# Inspection Reimbursement?



## imhappy1dering (Aug 6, 2014)

Isn't Uber supposed to reimburse for inspections done on our cars? I swear in one of the many emails I received, it mentioned it would reimburse $20 (or maybe it was $25?) onto my account. I can only find one of the emails sent out about this, and it doesn't mention it, but it was sent a few days before the inspection was due, so I was wondering if they stopped offering reimbursement...

Does anyone know what I'm supposed to do about this?
Thanks!


----------



## UberSonic (Jul 22, 2014)

I was promised one too when I first saw the form on the Dashboard and emailed them asking about it. I need to get back with them about that...


----------



## ubearx (Jun 29, 2014)

Thereshould be a reason why they want receipt


----------



## Oc_DriverX (Apr 29, 2014)

I suspect they want the receipt as backup that the form was actually filled out by a shop, as opposed to the driver just filling it out.


----------



## imhappy1dering (Aug 6, 2014)

That's what I was wondering :/ glad I didn't get a receipt now, I was so busy rushing around that day that I didn't think about. 
Wonder if I plea a case that they can just contact the info on the bottom of my inspection form that they'll do it for me >_<


----------



## Joanne (May 7, 2014)

Good luck with that!


----------



## kalo (Jun 28, 2014)

imhappy1dering said:


> That's what I was wondering :/ glad I didn't get a receipt now, I was so busy rushing around that day that I didn't think about.
> Wonder if I plea a case that they can just contact the info on the bottom of my inspection form that they'll do it for me >_<


This is one of the silliest post's I've read on here.
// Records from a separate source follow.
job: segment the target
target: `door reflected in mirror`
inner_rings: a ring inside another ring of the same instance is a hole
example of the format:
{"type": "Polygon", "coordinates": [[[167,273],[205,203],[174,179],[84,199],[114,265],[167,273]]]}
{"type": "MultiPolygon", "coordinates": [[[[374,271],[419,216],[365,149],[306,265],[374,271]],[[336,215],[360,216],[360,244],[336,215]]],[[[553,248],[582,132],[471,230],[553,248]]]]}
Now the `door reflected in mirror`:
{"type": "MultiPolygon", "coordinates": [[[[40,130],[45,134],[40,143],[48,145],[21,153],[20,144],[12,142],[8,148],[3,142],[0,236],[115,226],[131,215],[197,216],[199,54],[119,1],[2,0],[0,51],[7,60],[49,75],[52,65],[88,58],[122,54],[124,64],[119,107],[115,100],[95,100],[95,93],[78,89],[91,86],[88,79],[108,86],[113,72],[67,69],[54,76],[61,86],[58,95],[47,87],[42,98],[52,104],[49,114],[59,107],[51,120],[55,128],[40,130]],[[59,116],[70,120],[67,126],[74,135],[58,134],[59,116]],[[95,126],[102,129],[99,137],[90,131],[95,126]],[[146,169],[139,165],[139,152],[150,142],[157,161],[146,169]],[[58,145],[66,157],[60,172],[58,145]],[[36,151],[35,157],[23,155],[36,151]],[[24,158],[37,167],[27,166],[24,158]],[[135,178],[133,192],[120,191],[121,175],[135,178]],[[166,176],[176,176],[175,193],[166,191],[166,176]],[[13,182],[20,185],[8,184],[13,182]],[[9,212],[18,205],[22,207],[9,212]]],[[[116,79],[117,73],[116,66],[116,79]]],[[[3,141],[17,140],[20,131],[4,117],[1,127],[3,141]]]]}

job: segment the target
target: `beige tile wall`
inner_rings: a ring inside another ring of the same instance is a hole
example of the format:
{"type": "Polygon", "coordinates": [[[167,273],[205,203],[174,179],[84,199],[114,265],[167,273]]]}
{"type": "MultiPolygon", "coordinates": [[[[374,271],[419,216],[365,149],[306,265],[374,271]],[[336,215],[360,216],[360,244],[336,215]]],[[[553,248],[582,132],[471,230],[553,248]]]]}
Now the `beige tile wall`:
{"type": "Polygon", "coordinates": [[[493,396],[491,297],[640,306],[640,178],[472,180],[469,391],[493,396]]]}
Are you serious?


----------



## LuLu (Jun 27, 2014)

kalo said:


> This is one of the silliest post's I've read on here. Are you serious?


Lol, write it off!


----------



## TheDudeAbides (May 4, 2014)

Friend got his reimbursed just upload a copy of the inspection report and receipt on the dashboard.


----------



## LookyLou (Apr 28, 2014)

Not sure what cities some of you are in. Please go into your forum profile and enter your city. This makes it easier to get proper answers to your questions.

This issue varies by city. Uber is reimbursing drivers for the cost of inspection in some cities, but not in most.


----------